Automatic speech recognition
Automatic speech recognition (ASR) converts a speech signal to text. It is an example of a sequence-to-sequence task, going from a sequence of audio inputs to textual outputs. Voice assistants like Siri and Alexa utilize ASR models to assist users.
This guide will show you how to fine-tune Wav2Vec2 on the MInDS-14 dataset to transcribe audio to text.
See the automatic speech recognition task page for more information about its associated models, datasets, and metrics.
Load MInDS-14 dataset
Load the MInDS-14 from the 🤗 Datasets library:
>>> from datasets import load_dataset, Audio
>>> minds = load_dataset("PolyAI/minds14", name="en-US", split="train")
Split this dataset into a train and test set:
>>> minds = minds.train_test_split(test_size=0.2)

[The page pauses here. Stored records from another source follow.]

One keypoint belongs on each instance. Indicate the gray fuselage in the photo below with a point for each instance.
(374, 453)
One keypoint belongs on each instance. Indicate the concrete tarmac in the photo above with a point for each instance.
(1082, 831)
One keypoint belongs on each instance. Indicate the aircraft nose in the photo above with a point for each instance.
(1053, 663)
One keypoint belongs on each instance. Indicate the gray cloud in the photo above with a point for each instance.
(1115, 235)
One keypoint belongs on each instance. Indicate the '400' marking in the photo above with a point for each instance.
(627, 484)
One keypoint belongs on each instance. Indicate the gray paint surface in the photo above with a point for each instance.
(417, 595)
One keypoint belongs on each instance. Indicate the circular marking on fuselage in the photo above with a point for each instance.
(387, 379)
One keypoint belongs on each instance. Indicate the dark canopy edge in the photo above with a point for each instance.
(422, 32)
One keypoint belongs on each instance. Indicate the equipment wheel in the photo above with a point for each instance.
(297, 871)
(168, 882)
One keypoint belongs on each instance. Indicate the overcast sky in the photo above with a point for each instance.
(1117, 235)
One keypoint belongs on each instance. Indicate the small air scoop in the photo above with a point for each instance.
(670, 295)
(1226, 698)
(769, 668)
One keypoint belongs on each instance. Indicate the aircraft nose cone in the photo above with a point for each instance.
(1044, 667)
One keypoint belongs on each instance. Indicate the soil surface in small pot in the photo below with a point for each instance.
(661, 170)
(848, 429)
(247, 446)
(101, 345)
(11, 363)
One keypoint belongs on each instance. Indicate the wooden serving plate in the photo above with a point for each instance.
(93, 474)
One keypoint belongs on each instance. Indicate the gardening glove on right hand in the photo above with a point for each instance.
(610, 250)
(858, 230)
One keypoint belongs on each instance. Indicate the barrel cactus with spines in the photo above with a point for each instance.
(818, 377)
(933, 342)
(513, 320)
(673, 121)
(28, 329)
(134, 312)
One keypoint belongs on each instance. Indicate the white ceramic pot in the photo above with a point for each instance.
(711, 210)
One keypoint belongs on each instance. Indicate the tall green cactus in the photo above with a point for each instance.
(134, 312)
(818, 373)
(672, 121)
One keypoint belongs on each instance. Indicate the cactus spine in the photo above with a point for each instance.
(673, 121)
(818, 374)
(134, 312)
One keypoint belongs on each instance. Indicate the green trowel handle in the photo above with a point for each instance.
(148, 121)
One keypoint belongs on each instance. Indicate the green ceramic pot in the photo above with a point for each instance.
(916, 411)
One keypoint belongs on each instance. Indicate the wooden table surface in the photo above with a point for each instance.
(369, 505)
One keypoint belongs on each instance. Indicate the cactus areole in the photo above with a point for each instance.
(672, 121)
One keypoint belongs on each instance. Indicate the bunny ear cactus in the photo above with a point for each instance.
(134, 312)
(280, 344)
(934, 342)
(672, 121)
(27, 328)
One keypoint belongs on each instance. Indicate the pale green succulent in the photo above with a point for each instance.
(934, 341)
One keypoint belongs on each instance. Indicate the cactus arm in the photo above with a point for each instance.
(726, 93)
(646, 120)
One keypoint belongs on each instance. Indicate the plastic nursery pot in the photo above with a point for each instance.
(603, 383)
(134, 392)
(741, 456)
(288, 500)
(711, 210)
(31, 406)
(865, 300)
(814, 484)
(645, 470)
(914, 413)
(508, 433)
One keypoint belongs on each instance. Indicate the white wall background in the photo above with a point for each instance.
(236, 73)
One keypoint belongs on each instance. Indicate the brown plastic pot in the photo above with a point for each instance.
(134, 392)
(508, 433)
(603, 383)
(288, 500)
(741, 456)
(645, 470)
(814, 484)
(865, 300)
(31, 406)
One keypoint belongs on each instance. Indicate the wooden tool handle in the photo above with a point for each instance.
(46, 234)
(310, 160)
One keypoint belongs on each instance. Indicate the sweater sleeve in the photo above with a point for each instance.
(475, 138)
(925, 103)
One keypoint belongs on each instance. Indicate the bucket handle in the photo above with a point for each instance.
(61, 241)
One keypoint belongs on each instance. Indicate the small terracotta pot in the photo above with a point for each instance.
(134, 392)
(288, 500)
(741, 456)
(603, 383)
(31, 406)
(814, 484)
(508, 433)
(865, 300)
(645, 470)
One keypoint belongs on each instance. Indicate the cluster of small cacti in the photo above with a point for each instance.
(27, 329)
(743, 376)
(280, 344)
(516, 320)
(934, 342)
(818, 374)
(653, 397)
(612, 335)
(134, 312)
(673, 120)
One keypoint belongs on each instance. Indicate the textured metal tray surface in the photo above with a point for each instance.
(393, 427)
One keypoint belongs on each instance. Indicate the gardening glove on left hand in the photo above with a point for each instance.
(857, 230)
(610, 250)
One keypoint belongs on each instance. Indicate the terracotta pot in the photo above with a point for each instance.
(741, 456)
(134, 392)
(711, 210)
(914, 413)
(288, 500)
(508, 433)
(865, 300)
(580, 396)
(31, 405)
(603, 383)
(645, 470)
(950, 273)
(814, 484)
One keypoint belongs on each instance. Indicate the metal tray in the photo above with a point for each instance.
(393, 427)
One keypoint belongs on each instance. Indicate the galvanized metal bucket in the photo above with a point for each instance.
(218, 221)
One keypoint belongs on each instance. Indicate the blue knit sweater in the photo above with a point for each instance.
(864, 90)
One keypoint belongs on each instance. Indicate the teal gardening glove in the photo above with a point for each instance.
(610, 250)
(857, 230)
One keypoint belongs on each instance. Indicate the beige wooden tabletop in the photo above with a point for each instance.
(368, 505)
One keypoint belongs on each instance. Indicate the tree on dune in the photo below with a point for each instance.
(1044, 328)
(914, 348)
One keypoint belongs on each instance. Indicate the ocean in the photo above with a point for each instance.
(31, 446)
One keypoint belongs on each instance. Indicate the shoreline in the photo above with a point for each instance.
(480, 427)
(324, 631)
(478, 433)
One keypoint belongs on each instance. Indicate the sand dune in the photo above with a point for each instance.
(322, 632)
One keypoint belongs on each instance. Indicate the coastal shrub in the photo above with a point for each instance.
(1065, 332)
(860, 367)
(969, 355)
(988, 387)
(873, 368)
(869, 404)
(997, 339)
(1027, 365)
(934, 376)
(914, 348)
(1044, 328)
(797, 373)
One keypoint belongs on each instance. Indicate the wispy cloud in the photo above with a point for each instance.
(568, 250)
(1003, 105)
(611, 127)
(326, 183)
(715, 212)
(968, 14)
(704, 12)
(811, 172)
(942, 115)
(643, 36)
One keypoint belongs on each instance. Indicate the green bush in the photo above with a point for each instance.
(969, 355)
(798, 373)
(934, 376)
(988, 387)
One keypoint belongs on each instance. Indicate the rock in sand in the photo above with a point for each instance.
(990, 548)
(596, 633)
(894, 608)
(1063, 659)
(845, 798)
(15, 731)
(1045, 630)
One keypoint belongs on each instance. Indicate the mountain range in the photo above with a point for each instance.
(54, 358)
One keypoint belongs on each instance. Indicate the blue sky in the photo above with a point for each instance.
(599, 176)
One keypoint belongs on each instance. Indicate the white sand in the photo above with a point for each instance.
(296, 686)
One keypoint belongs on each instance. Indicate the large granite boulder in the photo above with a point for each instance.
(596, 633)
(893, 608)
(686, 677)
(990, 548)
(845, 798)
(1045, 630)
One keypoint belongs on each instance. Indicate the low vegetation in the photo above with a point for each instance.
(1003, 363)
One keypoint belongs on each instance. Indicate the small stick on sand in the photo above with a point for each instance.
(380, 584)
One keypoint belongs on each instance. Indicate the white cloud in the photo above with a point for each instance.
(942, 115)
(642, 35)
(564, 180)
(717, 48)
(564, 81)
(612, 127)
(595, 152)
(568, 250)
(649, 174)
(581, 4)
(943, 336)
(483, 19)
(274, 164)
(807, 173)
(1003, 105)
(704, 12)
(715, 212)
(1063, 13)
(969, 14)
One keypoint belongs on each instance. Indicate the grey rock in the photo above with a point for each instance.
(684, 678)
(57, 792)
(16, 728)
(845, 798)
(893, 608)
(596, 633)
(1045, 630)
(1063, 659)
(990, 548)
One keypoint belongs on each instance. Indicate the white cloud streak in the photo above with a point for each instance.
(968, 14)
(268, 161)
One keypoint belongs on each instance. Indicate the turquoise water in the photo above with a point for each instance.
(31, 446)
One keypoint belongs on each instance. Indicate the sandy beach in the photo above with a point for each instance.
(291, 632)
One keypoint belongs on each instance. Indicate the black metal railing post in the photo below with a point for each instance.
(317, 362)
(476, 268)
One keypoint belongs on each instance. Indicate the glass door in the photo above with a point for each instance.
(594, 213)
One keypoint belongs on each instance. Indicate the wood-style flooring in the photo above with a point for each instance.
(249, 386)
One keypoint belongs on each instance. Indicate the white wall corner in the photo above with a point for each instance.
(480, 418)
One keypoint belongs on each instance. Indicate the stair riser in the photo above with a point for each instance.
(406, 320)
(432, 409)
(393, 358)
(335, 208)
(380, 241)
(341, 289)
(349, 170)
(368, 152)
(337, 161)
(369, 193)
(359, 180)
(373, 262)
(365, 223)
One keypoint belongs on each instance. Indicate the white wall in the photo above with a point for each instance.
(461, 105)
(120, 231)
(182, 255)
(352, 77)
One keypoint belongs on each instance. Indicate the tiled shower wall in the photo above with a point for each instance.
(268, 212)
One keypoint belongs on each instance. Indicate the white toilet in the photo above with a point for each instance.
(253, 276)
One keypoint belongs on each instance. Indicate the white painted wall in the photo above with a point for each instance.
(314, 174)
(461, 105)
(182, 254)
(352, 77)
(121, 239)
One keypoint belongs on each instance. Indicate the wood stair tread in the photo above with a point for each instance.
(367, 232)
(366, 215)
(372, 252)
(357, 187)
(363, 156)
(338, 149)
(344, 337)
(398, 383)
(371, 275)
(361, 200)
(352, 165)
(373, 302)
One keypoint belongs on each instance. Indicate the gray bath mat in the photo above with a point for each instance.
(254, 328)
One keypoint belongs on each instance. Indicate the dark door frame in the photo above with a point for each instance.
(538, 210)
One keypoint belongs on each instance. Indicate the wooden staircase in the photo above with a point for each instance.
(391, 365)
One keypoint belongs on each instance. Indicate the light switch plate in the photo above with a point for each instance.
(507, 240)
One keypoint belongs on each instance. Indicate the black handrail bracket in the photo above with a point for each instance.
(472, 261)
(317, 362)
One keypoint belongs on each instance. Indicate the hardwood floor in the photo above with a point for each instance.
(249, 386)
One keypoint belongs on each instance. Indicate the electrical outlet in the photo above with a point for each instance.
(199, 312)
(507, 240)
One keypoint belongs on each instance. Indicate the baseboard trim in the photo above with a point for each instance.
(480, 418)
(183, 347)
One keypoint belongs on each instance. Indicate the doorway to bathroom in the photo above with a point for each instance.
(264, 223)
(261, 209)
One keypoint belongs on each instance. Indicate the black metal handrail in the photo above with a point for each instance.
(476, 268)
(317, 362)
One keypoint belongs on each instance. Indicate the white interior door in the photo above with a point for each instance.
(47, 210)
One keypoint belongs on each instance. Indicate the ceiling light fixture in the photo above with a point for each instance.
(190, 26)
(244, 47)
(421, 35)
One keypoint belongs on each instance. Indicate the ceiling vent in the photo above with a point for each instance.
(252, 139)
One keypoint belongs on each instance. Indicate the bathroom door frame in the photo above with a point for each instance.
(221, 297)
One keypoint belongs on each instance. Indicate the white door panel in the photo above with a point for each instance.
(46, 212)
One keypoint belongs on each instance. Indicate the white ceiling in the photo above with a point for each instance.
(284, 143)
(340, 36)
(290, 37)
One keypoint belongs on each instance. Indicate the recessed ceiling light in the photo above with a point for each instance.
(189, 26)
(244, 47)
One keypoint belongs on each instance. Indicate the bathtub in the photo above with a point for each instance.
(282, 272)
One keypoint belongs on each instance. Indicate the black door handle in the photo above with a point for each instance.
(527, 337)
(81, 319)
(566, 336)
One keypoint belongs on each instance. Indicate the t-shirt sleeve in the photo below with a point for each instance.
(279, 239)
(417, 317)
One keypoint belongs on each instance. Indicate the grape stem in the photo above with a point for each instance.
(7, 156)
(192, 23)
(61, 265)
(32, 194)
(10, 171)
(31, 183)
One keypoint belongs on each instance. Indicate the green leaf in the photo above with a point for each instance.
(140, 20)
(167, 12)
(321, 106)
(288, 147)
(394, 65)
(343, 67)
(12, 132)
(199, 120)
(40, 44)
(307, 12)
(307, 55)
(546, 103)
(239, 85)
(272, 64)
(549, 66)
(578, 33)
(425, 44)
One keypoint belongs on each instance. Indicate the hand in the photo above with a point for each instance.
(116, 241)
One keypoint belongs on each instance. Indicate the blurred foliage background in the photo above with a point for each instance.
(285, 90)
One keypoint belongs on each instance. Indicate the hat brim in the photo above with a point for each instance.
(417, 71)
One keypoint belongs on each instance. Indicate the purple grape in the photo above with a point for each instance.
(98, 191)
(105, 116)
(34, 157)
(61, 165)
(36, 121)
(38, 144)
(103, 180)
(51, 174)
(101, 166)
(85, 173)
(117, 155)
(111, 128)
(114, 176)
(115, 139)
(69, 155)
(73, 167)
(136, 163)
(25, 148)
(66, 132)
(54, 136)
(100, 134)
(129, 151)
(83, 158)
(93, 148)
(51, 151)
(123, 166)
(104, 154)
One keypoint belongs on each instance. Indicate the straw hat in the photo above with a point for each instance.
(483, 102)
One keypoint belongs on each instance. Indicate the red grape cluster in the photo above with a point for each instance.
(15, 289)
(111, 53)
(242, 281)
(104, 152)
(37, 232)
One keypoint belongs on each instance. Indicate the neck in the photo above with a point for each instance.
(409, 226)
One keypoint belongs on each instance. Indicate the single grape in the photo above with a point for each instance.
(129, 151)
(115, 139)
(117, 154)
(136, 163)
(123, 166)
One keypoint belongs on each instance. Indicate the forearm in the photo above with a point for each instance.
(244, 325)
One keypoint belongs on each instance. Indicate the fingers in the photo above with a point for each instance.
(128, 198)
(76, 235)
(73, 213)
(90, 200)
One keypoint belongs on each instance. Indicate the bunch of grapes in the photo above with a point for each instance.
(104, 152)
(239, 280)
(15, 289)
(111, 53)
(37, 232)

Then take a look at the dataset:
>>> minds
DatasetDict({
train: Dataset({
features: ['path', 'audio', 'transcription', 'english_transcription', 'intent_class', 'lang_id'],
num_rows: 450
})
test: Dataset({
features: ['path', 'audio', 'transcription', 'english_transcription', 'intent_class', 'lang_id'],
num_rows: 113
})
})
While the dataset contains a lot of helpful information, like lang_id
and intent_class
, you will focus on the audio
and transcription
columns in this guide. Remove the other columns:
>>> minds = minds.remove_columns(["english_transcription", "intent_class", "lang_id"])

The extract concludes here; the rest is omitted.